Médicos y amantesSe había enamorado y así me lo dijo. A simple vista. De repente. Se había enamorado en su viaje a pie desde la salida del metro hasta su casa, de un chico guapo que fumaba despacio en la puerta de un hospital. Me contaba que era un médico con bata blanca de mirada limpia. Que fumaba despacio para aprovechar su descanso de cigarrillos y frío de calle. Me lo contaba y dudé, porque no me imaginaba a un médico fumando despacio en la puerta de un hospital. Se lo dije. Pero ella decía que eran ya dos meses pasando por la puerta de ése hospital. Dos meses fijándose en él y sintiendo unas cosquillas extrañas. Me decía que cuando pasaba frente a él notaba como éste le devolvía la mirada y la sonrisa entre el humo de su cigarrillo y que tenía que buscar alguna excusa para conocerle.

Un día mi amiga simuló un mareo y se sentó en una de las sillas de ruedas que había colocadas en la acera. Se sentó en la silla de ruedas llevándose las manos a la cara, suspirando de malestar. El chico que fumaba despacio la vio, tiró el cigarro y se acercó a ella como si su vida dependiera de ello. Le preguntó qué le pasaba.

Ella contestó que estaba mareada y que no sabía por qué. El chico, lleno de amabilidad le dijo que la llevaba si ella quería dentro del hospital con un médico, que por suerte estaba en al zona de urgencias. Ella le miró como tantas tardes, con aquel amor que decía sentir dentro del pecho y le preguntó que para qué iba llevarla con un médico si él ya lo era. El chico sonrió, con aquella preciosa sonrisa que parecía no terminarse y le dijo despacio: – Yo no soy médico, soy enfermero.

Ella quedó quieta y sin respuesta alguna.
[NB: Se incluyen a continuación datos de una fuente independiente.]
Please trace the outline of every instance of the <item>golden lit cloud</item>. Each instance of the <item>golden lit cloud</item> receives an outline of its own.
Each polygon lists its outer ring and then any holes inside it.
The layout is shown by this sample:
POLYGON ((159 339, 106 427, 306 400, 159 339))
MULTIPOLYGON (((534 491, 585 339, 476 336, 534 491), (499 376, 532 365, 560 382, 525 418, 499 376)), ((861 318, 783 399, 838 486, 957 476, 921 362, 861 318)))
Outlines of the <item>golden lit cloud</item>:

Se puso de pié y sin tan siquiera darle las gracias bajó la calle deprisa, haciendo un estrepitoso ruido con sus tacones. El chico enfermero quedó allí, sin cigarrillo y sin entender apenas nada.
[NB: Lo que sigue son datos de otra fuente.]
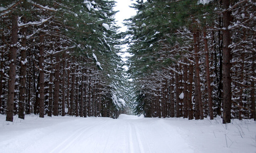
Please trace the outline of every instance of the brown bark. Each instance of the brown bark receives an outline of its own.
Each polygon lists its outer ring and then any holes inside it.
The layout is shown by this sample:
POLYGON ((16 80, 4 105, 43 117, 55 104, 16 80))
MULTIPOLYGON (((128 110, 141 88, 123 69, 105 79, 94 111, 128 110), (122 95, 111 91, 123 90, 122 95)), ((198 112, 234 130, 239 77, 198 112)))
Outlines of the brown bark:
MULTIPOLYGON (((72 61, 75 62, 75 57, 72 58, 72 61)), ((75 68, 73 65, 73 67, 72 70, 71 74, 71 92, 70 94, 70 116, 73 116, 74 112, 74 97, 75 97, 75 68)))
POLYGON ((201 93, 201 85, 200 83, 199 68, 199 32, 194 33, 194 49, 195 50, 195 119, 203 119, 203 104, 201 93))
POLYGON ((231 121, 231 50, 229 47, 230 44, 230 35, 228 30, 231 20, 231 11, 227 11, 230 5, 230 1, 223 0, 223 9, 226 11, 223 12, 223 124, 230 123, 231 121))
POLYGON ((179 83, 179 69, 178 66, 176 65, 175 67, 175 70, 176 72, 175 72, 175 85, 176 85, 176 117, 180 117, 182 115, 180 115, 180 110, 182 106, 182 104, 180 102, 180 99, 179 98, 179 95, 181 93, 180 90, 180 84, 179 83))
POLYGON ((170 80, 170 117, 174 117, 174 76, 172 76, 170 80))
POLYGON ((240 83, 239 86, 240 87, 240 91, 239 91, 239 113, 238 118, 239 120, 242 120, 242 113, 243 112, 243 82, 244 82, 244 53, 243 52, 241 55, 241 74, 240 74, 240 83))
POLYGON ((67 93, 66 93, 66 105, 67 107, 67 114, 69 115, 70 114, 70 101, 69 101, 69 96, 70 96, 70 70, 69 70, 69 63, 67 62, 67 84, 66 84, 66 89, 67 89, 67 93))
MULTIPOLYGON (((4 35, 2 36, 2 40, 4 42, 4 35)), ((0 80, 3 80, 4 79, 4 52, 5 52, 5 49, 3 48, 2 50, 1 50, 1 67, 0 69, 1 70, 0 70, 0 80)), ((2 98, 2 94, 3 94, 3 89, 4 88, 3 84, 2 81, 0 81, 0 114, 2 113, 2 103, 3 103, 3 98, 2 98)), ((4 106, 4 104, 3 104, 3 107, 4 106)))
MULTIPOLYGON (((53 50, 53 45, 51 46, 51 49, 53 50)), ((51 66, 49 80, 49 103, 48 107, 48 116, 52 116, 53 112, 53 55, 51 55, 51 66)))
POLYGON ((56 66, 54 82, 54 95, 53 101, 53 115, 58 116, 59 114, 59 96, 60 90, 60 55, 57 54, 56 56, 56 66))
MULTIPOLYGON (((78 66, 77 66, 77 70, 78 70, 78 66)), ((78 100, 79 99, 79 78, 77 76, 76 78, 76 116, 78 116, 78 100)))
POLYGON ((95 117, 97 116, 97 101, 96 99, 96 85, 94 86, 92 93, 92 112, 95 117))
MULTIPOLYGON (((185 60, 185 62, 187 62, 187 60, 185 60)), ((189 69, 188 68, 188 65, 184 64, 183 66, 183 70, 184 70, 184 73, 183 74, 183 80, 184 81, 184 83, 183 84, 183 89, 184 89, 184 98, 183 99, 183 103, 184 104, 183 106, 183 118, 188 118, 188 116, 189 115, 188 114, 188 71, 189 69)))
MULTIPOLYGON (((254 46, 255 47, 255 46, 254 46)), ((255 52, 252 51, 252 65, 251 66, 251 72, 252 72, 252 76, 254 78, 256 78, 256 75, 255 73, 255 67, 256 64, 255 64, 255 52)), ((253 118, 254 121, 256 120, 256 112, 255 111, 255 80, 253 79, 251 79, 251 116, 250 118, 253 118)))
POLYGON ((90 83, 90 78, 89 80, 89 95, 88 97, 88 116, 92 116, 91 109, 91 86, 90 83))
POLYGON ((62 108, 61 108, 61 116, 65 116, 65 78, 66 78, 66 54, 64 52, 62 54, 62 108))
POLYGON ((213 98, 212 97, 212 87, 211 86, 210 71, 209 66, 209 53, 208 51, 208 42, 206 38, 206 29, 203 31, 203 40, 204 41, 204 52, 205 52, 205 71, 206 74, 207 93, 208 96, 208 105, 210 119, 214 119, 213 98))
POLYGON ((193 109, 193 100, 192 100, 192 92, 193 92, 193 72, 194 65, 192 63, 190 63, 189 66, 189 82, 188 84, 188 89, 189 94, 188 97, 188 109, 189 110, 189 119, 194 119, 194 110, 193 109))
MULTIPOLYGON (((40 26, 41 30, 44 27, 43 24, 40 26)), ((44 33, 41 31, 40 34, 40 47, 39 47, 39 117, 44 117, 44 70, 43 63, 44 61, 44 33)))
POLYGON ((24 27, 21 29, 21 48, 20 51, 20 76, 19 97, 19 118, 25 118, 25 95, 26 95, 26 80, 27 73, 26 48, 27 47, 27 28, 24 27))
POLYGON ((98 106, 98 116, 101 117, 101 98, 102 98, 102 91, 101 91, 101 85, 99 86, 99 104, 98 106))
POLYGON ((12 19, 11 43, 10 47, 10 69, 9 70, 8 93, 7 95, 7 110, 6 121, 13 121, 13 107, 14 89, 15 86, 16 61, 17 58, 17 43, 18 42, 18 16, 13 15, 12 19))
POLYGON ((79 114, 80 117, 83 117, 83 109, 84 107, 84 69, 83 69, 82 70, 82 80, 81 81, 81 92, 80 92, 80 109, 79 109, 79 114))
POLYGON ((84 81, 84 117, 87 117, 87 69, 85 69, 85 78, 84 81))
Mi amiga cambió de parada de metro y jamás volvió a pasar por la calle del hospital. Me lo contaba con lágrimas en los ojos, unas lagrimas de decepción que yo jamás llegué a entender. Él chico enfermero dejó de ser guapo para ella.

Aquel día aproveché para contarle que perdía mi trabajo. La crisis, ya sabes -le dije-. Desde aquel día me quedé sin amiga.

Y ayer la recordé, cuando al pasar frente al hospital vi al chico guapo que fumaba despacio, del que tanto me habló, dedicarme una sonrisa.